Bizler yani Türkiye de dahil Şam rejiminin devrilmesini yerine seçimle iş başına gelecek ve Suriye Müslüman Kardeşler Teşkilatı (İhvanı Müslimin) nın da içinde olacağı yeni bir yönetim istemiyor muyduk? 

Hayır!

Artık bunun imkansız olduğunu ve Rusya-İran ve Hizbullah a rağmen bunun gerçekleşemeyeceğini görmüştük.
Türkiye olarak artık biz de neredeyse bu üç dinamik kadar Suriye de ki toprak bütünlüğü ve Kamu düzeninin eskisi gibi olmasını müdafaa ediyorduk.

Rusya ve İran gibi Fakat bu artık mümkün değildi...

Suriye nin en az üçte biri yabancı güçlerin üçte biri de PKK-PYD ve ABD nin işgali altında idi.

İşte diktatör gitsin de ne olursa olsun felsefesinin bölgemizi Libya ve Irak tan sonra getirdiği fecaat bu idi.

Kimse Esed ve el muhaberat rejiminden memnun değildi...

Ama gelinen durum Esed diktatörlüğüne rahmet olacak noktasında idi.

Suriye de kamu düzeni kalmamış ve ülke emperyalist güçler ve terör örgütlerinin işgali ile paramparça olmuştu.
Aynı Libya ve Irak ta olduğu gibi... 

Nasıl ki Kaddafi nin Libya sı ile Saddam ın Irak ı bugünün Libya sı ve Irak ın dan iyi idi.
Aynı şekilde dünün Suriye si de bugünün Suriyesi hatta hepimiz tarafından aranır hale gelmişti...
Yani gelen gideni aratmıştı...

Boşa dememiş atalarımız Allah Beterinden Saklasın diye!

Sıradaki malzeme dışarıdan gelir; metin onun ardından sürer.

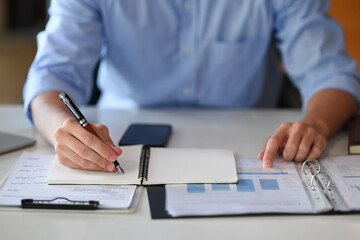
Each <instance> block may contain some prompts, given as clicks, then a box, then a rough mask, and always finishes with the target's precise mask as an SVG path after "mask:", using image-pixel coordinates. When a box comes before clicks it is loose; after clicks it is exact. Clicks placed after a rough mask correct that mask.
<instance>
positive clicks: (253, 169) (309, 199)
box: [165, 156, 360, 217]
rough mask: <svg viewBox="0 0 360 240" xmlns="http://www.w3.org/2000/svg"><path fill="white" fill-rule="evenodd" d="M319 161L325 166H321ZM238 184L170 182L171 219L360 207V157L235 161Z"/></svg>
mask: <svg viewBox="0 0 360 240" xmlns="http://www.w3.org/2000/svg"><path fill="white" fill-rule="evenodd" d="M320 163H321V164H320ZM236 166H237V172H238V179H239V181H238V183H237V184H181V185H166V206H165V208H166V210H167V212H168V213H169V214H170V215H171V216H173V217H179V216H206V215H237V214H263V213H289V214H302V213H304V214H319V213H324V212H329V211H331V212H350V211H359V210H360V157H359V156H336V157H324V158H322V159H321V160H319V161H317V160H309V161H308V162H305V163H304V164H296V163H294V162H285V161H283V160H281V159H276V161H275V162H274V166H273V167H272V168H267V169H265V168H263V167H262V166H261V161H259V160H258V159H244V158H242V159H236Z"/></svg>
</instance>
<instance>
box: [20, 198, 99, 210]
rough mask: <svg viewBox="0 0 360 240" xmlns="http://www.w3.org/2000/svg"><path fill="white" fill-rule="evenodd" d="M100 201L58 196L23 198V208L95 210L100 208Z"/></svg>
mask: <svg viewBox="0 0 360 240" xmlns="http://www.w3.org/2000/svg"><path fill="white" fill-rule="evenodd" d="M99 204H100V203H99V201H92V200H90V201H73V200H70V199H68V198H66V197H56V198H53V199H50V200H39V199H38V200H36V199H22V200H21V207H22V208H38V209H78V210H94V209H98V207H99Z"/></svg>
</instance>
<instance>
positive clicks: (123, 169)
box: [116, 165, 125, 174]
mask: <svg viewBox="0 0 360 240" xmlns="http://www.w3.org/2000/svg"><path fill="white" fill-rule="evenodd" d="M116 168H117V169H118V170H119V172H120V173H121V174H125V171H124V169H122V168H121V167H120V165H118V166H116Z"/></svg>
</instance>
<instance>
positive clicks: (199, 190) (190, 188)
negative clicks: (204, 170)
mask: <svg viewBox="0 0 360 240" xmlns="http://www.w3.org/2000/svg"><path fill="white" fill-rule="evenodd" d="M187 192H188V193H204V192H205V184H202V183H191V184H188V185H187Z"/></svg>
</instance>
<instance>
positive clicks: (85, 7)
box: [23, 0, 103, 120]
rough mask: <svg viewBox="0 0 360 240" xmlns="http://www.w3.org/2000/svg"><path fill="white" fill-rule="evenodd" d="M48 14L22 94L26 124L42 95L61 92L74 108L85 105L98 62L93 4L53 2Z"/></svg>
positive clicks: (66, 0) (99, 33) (99, 26)
mask: <svg viewBox="0 0 360 240" xmlns="http://www.w3.org/2000/svg"><path fill="white" fill-rule="evenodd" d="M49 14H50V19H49V22H48V23H47V25H46V28H45V30H44V31H43V32H41V33H39V34H38V36H37V42H38V50H37V54H36V57H35V60H34V62H33V63H32V65H31V67H30V70H29V73H28V78H27V81H26V83H25V86H24V90H23V97H24V107H25V111H26V114H27V115H28V117H29V118H30V120H32V116H31V109H30V103H31V101H32V100H33V99H34V97H36V96H37V95H39V94H41V93H43V92H46V91H65V92H67V93H68V94H69V95H70V96H71V98H72V99H73V100H74V101H75V102H77V103H78V104H85V103H87V102H88V100H89V98H90V96H91V91H92V86H93V84H92V78H93V69H94V67H95V65H96V63H97V61H98V60H99V58H100V52H101V45H102V35H103V34H102V25H101V16H100V13H99V10H98V7H97V6H96V4H95V3H93V1H91V0H53V1H51V6H50V9H49Z"/></svg>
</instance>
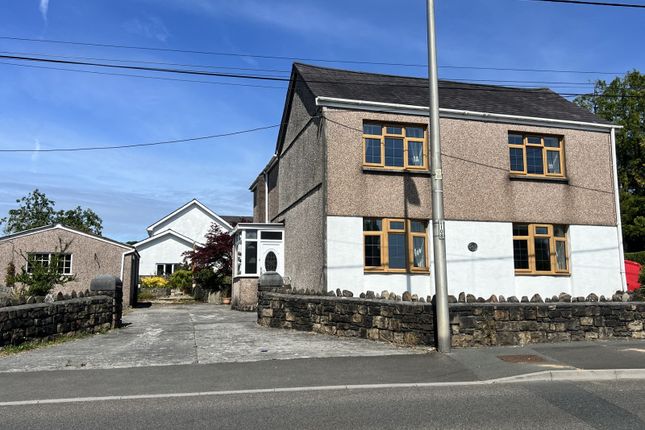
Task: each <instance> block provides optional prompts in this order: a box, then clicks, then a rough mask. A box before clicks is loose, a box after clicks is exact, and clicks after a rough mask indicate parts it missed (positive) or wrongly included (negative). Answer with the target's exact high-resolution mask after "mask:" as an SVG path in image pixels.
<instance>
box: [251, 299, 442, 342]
mask: <svg viewBox="0 0 645 430" xmlns="http://www.w3.org/2000/svg"><path fill="white" fill-rule="evenodd" d="M432 308H433V306H432V304H429V303H420V302H396V301H391V300H368V299H360V298H340V297H328V296H304V295H294V294H282V293H267V292H262V293H261V294H260V297H259V301H258V324H260V325H262V326H266V327H276V328H290V329H295V330H302V331H313V332H316V333H323V334H331V335H335V336H347V337H362V338H367V339H372V340H381V341H387V342H394V343H399V344H408V345H419V344H423V345H434V342H435V340H434V338H435V336H434V312H433V310H432Z"/></svg>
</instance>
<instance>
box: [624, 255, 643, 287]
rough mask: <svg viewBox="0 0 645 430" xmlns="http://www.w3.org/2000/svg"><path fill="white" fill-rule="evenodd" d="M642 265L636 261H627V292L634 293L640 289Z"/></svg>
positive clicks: (626, 273) (625, 260)
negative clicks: (636, 290)
mask: <svg viewBox="0 0 645 430" xmlns="http://www.w3.org/2000/svg"><path fill="white" fill-rule="evenodd" d="M641 267H642V266H641V265H640V264H638V263H637V262H635V261H631V260H625V276H626V278H627V291H634V290H636V289H638V288H640V286H641V284H640V283H639V282H638V274H639V273H640V271H641Z"/></svg>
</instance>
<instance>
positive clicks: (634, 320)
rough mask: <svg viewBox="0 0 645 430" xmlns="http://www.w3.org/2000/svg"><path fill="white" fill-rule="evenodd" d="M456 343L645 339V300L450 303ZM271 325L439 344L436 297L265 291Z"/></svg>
mask: <svg viewBox="0 0 645 430" xmlns="http://www.w3.org/2000/svg"><path fill="white" fill-rule="evenodd" d="M449 311H450V327H451V332H452V345H453V347H478V346H501V345H524V344H527V343H542V342H568V341H576V340H596V339H612V338H636V339H645V331H643V323H644V321H645V303H643V302H619V301H609V302H607V301H604V302H600V301H595V302H547V303H544V302H528V301H525V302H504V303H490V302H485V303H483V302H474V301H473V302H456V303H450V304H449ZM257 312H258V324H260V325H262V326H266V327H276V328H287V329H295V330H302V331H312V332H316V333H324V334H330V335H336V336H349V337H361V338H367V339H373V340H380V341H387V342H393V343H398V344H405V345H428V346H435V321H434V319H435V315H434V305H433V304H432V303H427V302H420V301H416V302H415V301H396V300H389V299H385V300H384V299H367V298H353V297H336V296H315V295H298V294H284V293H279V292H261V293H260V297H259V302H258V309H257Z"/></svg>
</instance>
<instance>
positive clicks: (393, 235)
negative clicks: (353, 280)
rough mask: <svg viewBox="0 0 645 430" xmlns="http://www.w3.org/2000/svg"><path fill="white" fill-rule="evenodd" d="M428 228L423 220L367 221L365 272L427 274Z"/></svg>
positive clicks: (384, 218)
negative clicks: (386, 272)
mask: <svg viewBox="0 0 645 430" xmlns="http://www.w3.org/2000/svg"><path fill="white" fill-rule="evenodd" d="M427 228H428V224H427V222H426V221H421V220H405V219H391V218H364V219H363V240H364V242H363V243H364V258H365V271H369V272H427V271H428V258H427V257H428V234H427Z"/></svg>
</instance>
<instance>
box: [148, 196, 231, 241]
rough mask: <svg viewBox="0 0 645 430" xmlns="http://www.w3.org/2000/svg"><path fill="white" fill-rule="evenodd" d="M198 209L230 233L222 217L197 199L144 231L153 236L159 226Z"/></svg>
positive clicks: (226, 225)
mask: <svg viewBox="0 0 645 430" xmlns="http://www.w3.org/2000/svg"><path fill="white" fill-rule="evenodd" d="M195 207H196V208H199V209H200V210H202V211H203V212H204V213H205V214H206V215H208V216H209V217H210V218H211V219H212V220H213V221H214V222H217V223H218V224H220V225H221V226H222V227H224V228H226V229H227V230H228V231H231V230H232V229H233V227H232V226H231V225H230V224H229V223H228V222H227V221H226V220H225V219H223V218H222V217H220V216H219V215H217V214H216V213H215V212H213V211H212V210H210V209H209V208H208V207H207V206H206V205H204V204H203V203H201V202H200V201H199V200H197V199H193V200H191V201H189V202H188V203H186V204H185V205H183V206H181V207H180V208H178V209H176V210H174V211H173V212H171V213H169V214H168V215H166V216H165V217H163V218H161V219H160V220H159V221H157V222H155V223H154V224H152V225H150V226H149V227H148V228H147V229H146V230H147V231H148V233H149V234H154V231H155V230H156V229H158V228H159V227H160V226H162V225H163V224H164V223H167V222H169V221H170V220H172V219H173V218H178V217H180V216H182V215H183V214H185V213H188V212H189V211H190V210H191V209H193V208H195Z"/></svg>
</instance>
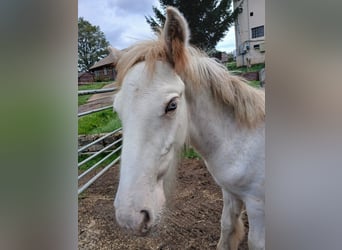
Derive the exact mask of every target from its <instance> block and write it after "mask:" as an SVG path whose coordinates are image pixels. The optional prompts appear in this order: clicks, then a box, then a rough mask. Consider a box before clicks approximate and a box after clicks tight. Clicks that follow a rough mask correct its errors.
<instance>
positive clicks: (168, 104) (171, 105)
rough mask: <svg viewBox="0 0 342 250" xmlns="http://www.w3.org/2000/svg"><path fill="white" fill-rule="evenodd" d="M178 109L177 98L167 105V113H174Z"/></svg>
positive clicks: (171, 100)
mask: <svg viewBox="0 0 342 250" xmlns="http://www.w3.org/2000/svg"><path fill="white" fill-rule="evenodd" d="M176 109H177V100H176V97H175V98H172V99H171V101H170V102H169V103H168V104H167V106H166V108H165V113H167V112H170V111H174V110H176Z"/></svg>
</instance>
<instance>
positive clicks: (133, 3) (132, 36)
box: [78, 0, 235, 52]
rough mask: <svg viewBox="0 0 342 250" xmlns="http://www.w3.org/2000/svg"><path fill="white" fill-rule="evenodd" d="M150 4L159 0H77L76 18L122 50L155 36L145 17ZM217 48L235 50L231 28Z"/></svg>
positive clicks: (157, 4) (231, 50) (156, 1)
mask: <svg viewBox="0 0 342 250" xmlns="http://www.w3.org/2000/svg"><path fill="white" fill-rule="evenodd" d="M152 5H154V6H159V1H158V0H139V1H137V0H97V1H95V0H79V1H78V17H84V19H85V20H87V21H89V22H90V23H91V24H92V25H97V26H100V29H101V30H102V31H103V32H104V34H105V36H106V39H107V40H108V41H109V43H110V44H111V46H113V47H115V48H118V49H124V48H126V47H128V46H130V45H132V44H133V43H135V42H136V41H139V40H146V39H151V38H154V35H153V33H152V31H151V29H150V26H149V25H148V24H147V23H146V21H145V16H147V15H151V16H154V15H153V11H152ZM216 49H218V50H220V51H226V52H231V51H233V50H234V49H235V35H234V27H231V28H230V29H229V32H228V33H227V35H226V36H225V38H224V39H222V41H221V42H219V43H218V44H217V46H216Z"/></svg>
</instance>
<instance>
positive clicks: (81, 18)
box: [78, 17, 109, 72]
mask: <svg viewBox="0 0 342 250" xmlns="http://www.w3.org/2000/svg"><path fill="white" fill-rule="evenodd" d="M108 46H109V42H108V41H107V40H106V38H105V35H104V33H103V32H102V31H101V30H100V27H99V26H93V25H91V23H90V22H88V21H86V20H84V18H83V17H80V18H79V19H78V70H79V71H80V72H81V71H89V68H90V67H91V66H93V65H94V63H95V62H97V61H98V60H99V59H101V58H104V57H105V56H107V55H108V54H109V52H108V50H107V47H108Z"/></svg>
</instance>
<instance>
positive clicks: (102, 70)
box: [93, 66, 116, 81]
mask: <svg viewBox="0 0 342 250" xmlns="http://www.w3.org/2000/svg"><path fill="white" fill-rule="evenodd" d="M93 72H94V75H95V76H94V78H95V81H111V80H114V79H115V76H116V75H115V70H114V68H113V67H111V66H104V67H100V68H97V69H94V70H93Z"/></svg>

Şimdi bu kadar uzun girizgahtan sonra gelelim Nasralllah ın Siyonist İsrail rejimince katledilmesine ve Suriye de ki İran Hizbullah etkilerine; Sünni ve İhvan ı Müslimin yanlısı tüm Dünya Müslümanlarının haklı sebeplerle Suriye iç savaşında Şam-Esed rejimi yanında taraf olan Hizbullah a ve genel sekreteri Nasrallah a kızgın ve kırgın olmaları normaldir
Çünkü İç savaşta Esed rejimine karşı mücadele eden Sünni İhvan ile bu örgüt çarpışmış ve sayısız müslüman ölmüş öldürülmüştü. 

Şimdi ben şunu soracağım?

Bu iç savaşta taraf olan İran ve Hizbullah ın amacı ne idi?

Kısa ve net cevap; 

Suriye rejiminin devamı ve toprak bütünlüğü...

Pekala bizim Türkiye Cumhuriyeti olarak şu an amacımız ne?

#CumhurbaşkanıErdoğan ın son zamanlarda defaatle ifade ettiği üzere aynı; Yani Suriye nin toprak bütünlüğü ve bizim artık karşı çıkmadığımız rejimin devamı...

Yani sadece İran ve Rusya ile değil aynı zaman da Hizbullah ve onun katledilen lideri Nasrallah ında istediği ile aynı noktadayız.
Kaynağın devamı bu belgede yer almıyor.